Where do I start? Is it unfair to say that I loathed this book from the first page? That even when Thirlwell's quite acute ear for dialogue was persuading me to think again, his ignorant, patronizing, ingratiatingly charmless narrator would came up with a platitude of such astounding stupidity, I would feel like slamming the book shut again? No, it is not unfair because it is true.

Adam Thirlwell
Jonathan Cape
280 pp

First page irritations? Let's start with the second sentence. I don't need to be told, thank you very much, that I will like the characters of this book. I can make my own mind up. And I am not interested in the boring kinky sex of some boring middle–brow twenty–somethings (and really kinky sex doesn't have to keep telling you that it is so).

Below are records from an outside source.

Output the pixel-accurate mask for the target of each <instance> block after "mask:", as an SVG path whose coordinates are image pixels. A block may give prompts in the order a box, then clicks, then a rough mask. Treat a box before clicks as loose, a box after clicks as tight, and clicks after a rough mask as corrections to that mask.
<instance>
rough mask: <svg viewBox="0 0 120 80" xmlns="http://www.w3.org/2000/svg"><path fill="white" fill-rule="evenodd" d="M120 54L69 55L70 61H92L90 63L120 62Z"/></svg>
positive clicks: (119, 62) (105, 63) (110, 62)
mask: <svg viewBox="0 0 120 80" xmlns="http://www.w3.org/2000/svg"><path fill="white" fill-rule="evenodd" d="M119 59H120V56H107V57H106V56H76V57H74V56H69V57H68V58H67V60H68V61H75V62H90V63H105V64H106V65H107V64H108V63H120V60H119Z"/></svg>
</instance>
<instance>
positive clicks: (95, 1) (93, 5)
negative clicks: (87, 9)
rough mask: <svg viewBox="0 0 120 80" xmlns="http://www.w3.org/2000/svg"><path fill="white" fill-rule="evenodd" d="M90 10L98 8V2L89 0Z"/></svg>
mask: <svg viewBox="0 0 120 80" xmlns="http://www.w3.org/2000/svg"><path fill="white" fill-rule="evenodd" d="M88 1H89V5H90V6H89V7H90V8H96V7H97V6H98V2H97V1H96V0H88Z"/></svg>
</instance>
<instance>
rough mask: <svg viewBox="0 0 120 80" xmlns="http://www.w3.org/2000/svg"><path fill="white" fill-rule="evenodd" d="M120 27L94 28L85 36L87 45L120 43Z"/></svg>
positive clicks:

And doesn't Thirlwell just keep telling you. He tells us this book is not really about politics but about ickle Nana, ickle Moshe and ickle Anjali having a ickle ménage a trois. But he's lying. What he is really trying to say is "I'm just an ickle bitsy writer me, just an ordinary geezer, down Brick Lane in the Bagel shop, cutting the rug at the 333 in Hoxton Square. But ps: I also think really profound thoughts and I have lots of interesting things to say about the world". This is the Jamie Oliver mockney approach to intellectualism and politics: "I'm just like you, treacle (but shut up and listen while I tell you my theory of the world)". This is so obvious and so barefaced and it is the chief irritation of the book. Names are dropped at every available opportunity, encompassing everyone from Bulgakov to Breton. And the crassest explanations are attached for the plebs benefit. I had worked out that André Breton was a surrealist some time ago, cheers mate. Why do you feel you have to tell me that Breton is a surrealist?

This is what I think is truly worrying about this book. Thirlwell was placed on Granta's best novelists under 40 list, a fact made much of by the book's publicist. And all I can say to that is this: is this really it? This is the best we can do, the best we can say? The writing has its moments (few and far between), but you just know why people are lathering themselves up about Thirlwell. He is a fellow of All Souls College, Oxford, and you can just hear the commissioning editors meeting: "Yeah, like he's soooooooo intelligent. Just so intelligent. He does ideas and things. We just have to have him". Are we really so bereft of ideas that we can be fooled by something as threadbare as this?

It's not intelligent. It is not about politics in the macro– or micro–sense. It is about Thirlwell thinking that a random pot of name–dropped intellectuals and half–cocked philosophical musings make for an incisive comment on the way we live now. It doesn't.